YARGITAY 9. HUKUK DAİRESİ

Tarih: 18.02.2019 Esas: 2017/9594 Karar: 2019/3897

İşçi, Fesih Tarihinde Yaş Hariç Diğer Emeklilik Koşullarını Sağlamış, Bu Tarih İtibari İle Kıdem Tazminatına Hak Kazanmıştır.

Özet:

Taraflar arasında iş akdinin feshinin yaş hariç emekliliğe dayanıp dayanmadığı uyuşmazlık konusudur. Dosya içeriğine göre; davacı işçi, fesih tarihinde yaş hariç diğer emeklilik koşullarını sağlamış, bu tarih itibari ile kıdem tazminatına hak kazanmıştır. Davacının kurumdan aldığı belgeyi daha sonra ibraz etmesi hak kazanmayı ortadan kaldırmaz. Bu durum ancak muaccel olma ve temerrüt olgusunu ve faiz başlangıcını etkiler.
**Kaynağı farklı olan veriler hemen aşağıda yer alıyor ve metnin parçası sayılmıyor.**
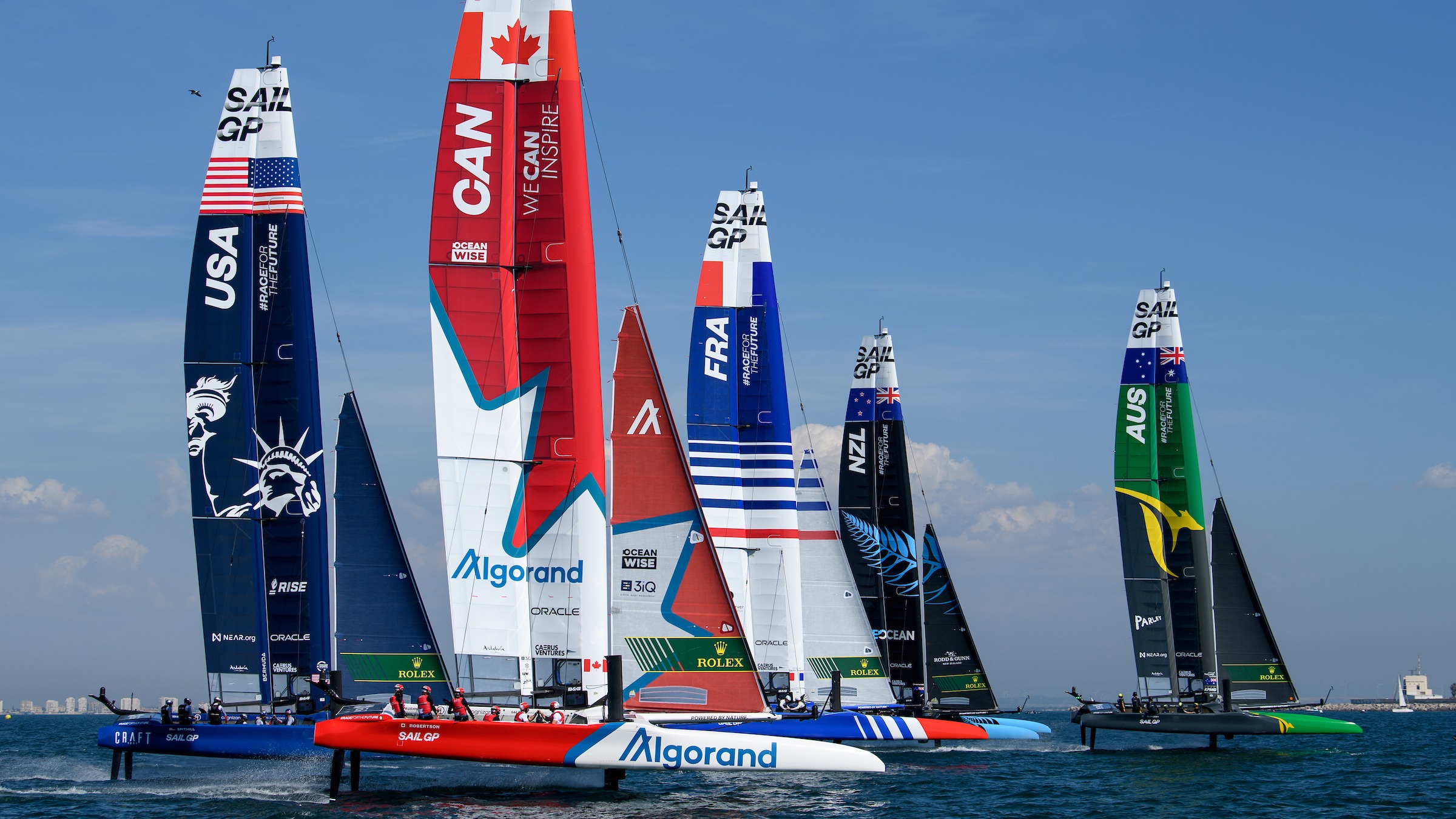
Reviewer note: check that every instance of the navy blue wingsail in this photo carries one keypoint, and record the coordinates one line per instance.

Ayrıca davacının iş akdini feshettikten sonra başka bir iş yerinde çalışmaya başlaması çalışma özgürlüğü kapsamında olup, davacının yasanın kendisine verdiği hakkı kullanması karşısında kötüniyetli davrandığından söz edilemez. Kanunda tanınan bu hakkın amacı, işyerinde çalışarak yıpranan ve bu arada sigortalılık yılı ile prim ödeme süresine ait yükümlülükleri tamamlayan işçinin, emeklilik için bir yaşı beklemesine gerek olmadan iş sözleşmesini aktif sonlandırabilmesine imkân tanımaktır.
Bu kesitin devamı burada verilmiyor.